Like the Christian world view, Tolkien's writing suggests that there is an embodiment of evil, which we have the power and right either to accept or deny; but also in making Melkor (to Ilúvatar as Lucifer is to God) dissipate so much of his power in the world, he makes evil a part of everything that exists in 'Arda marred'.

This is too simplistic a view of Tolkien's portrayal, though. Charles Moseley in his book on Tolkien in the Writers and their Works series, quite rightly places a lot of weight behind Christian elements in Tolkien's view of evil, and makes the connection between Morgoth and Lucifer better than I. However, Shippey has another strand of philosophy to draw in: that of the Boethian view that evil does not exist, and that what we consider evil is in fact simply an absence of good. Shippey cites C.S. Lewis' essay Mere Christianity, in which he points out that many people who commit evil acts justify them in terms of good: 'circumstances have changed' says the oathbreaker; 'I was provoked' says the murderer. There is a suggestion that people do not simply love evil for its own sake. To me this sounds like taking self-justification as an indication of motive, but there is certainly more to the theory than that. When Gandalf says that 'the treacherous are ever distrustful' he is making a point about the inherent weakness and misery of evil. He says in no uncertain terms that there is something missing from the evil characters that is present in the good, whilst still showing that in the good there are elements of evil.

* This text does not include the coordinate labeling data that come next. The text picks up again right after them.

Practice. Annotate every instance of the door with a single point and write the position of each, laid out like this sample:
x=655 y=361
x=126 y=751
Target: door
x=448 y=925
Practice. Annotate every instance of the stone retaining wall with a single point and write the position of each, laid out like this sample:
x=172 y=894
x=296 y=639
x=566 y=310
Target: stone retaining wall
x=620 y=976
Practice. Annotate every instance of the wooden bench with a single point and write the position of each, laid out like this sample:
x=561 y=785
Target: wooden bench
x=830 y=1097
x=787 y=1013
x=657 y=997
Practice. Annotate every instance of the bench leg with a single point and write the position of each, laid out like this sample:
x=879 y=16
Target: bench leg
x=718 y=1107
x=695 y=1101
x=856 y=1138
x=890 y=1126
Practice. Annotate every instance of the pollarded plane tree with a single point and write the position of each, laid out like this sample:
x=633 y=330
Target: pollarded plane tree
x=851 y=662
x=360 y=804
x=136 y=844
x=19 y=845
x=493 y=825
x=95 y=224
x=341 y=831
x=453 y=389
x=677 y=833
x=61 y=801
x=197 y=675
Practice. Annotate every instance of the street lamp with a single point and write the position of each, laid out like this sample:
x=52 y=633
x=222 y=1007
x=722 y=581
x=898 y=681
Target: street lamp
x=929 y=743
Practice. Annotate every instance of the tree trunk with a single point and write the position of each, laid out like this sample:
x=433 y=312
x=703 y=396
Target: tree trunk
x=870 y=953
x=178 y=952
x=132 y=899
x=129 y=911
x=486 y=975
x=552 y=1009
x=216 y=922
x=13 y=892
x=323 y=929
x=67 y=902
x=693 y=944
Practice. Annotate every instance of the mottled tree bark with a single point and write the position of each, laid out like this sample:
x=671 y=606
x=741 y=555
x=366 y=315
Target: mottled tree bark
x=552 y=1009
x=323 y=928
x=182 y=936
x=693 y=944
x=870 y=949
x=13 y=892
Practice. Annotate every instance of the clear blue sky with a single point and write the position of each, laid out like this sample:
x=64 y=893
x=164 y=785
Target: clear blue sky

Another important Christian theme is the offer of repentance. Saruman, Gollum, Gríma and even Sauron are all given at some point the opportunity to repent and to return to what they were. For various reasons, each turns this down, but the point is that the offer is extended, which implies that there is a chance of it being accepted. As Gandalf says, even Sauron himself was not evil from the beginning, but from his portrayal in the Silmarillion, neither was Melkor. In all of these cases, something is thrown away to make the character into something evil, but there is never a point after which they cannot go back. It just becomes harder to do so as time passes.

I have only really scratched the surface of all there is to say on this subject, but hopefully that leaves a lot for others to point out. As it is, my hands are threatening to drop off, so I shall leave off here.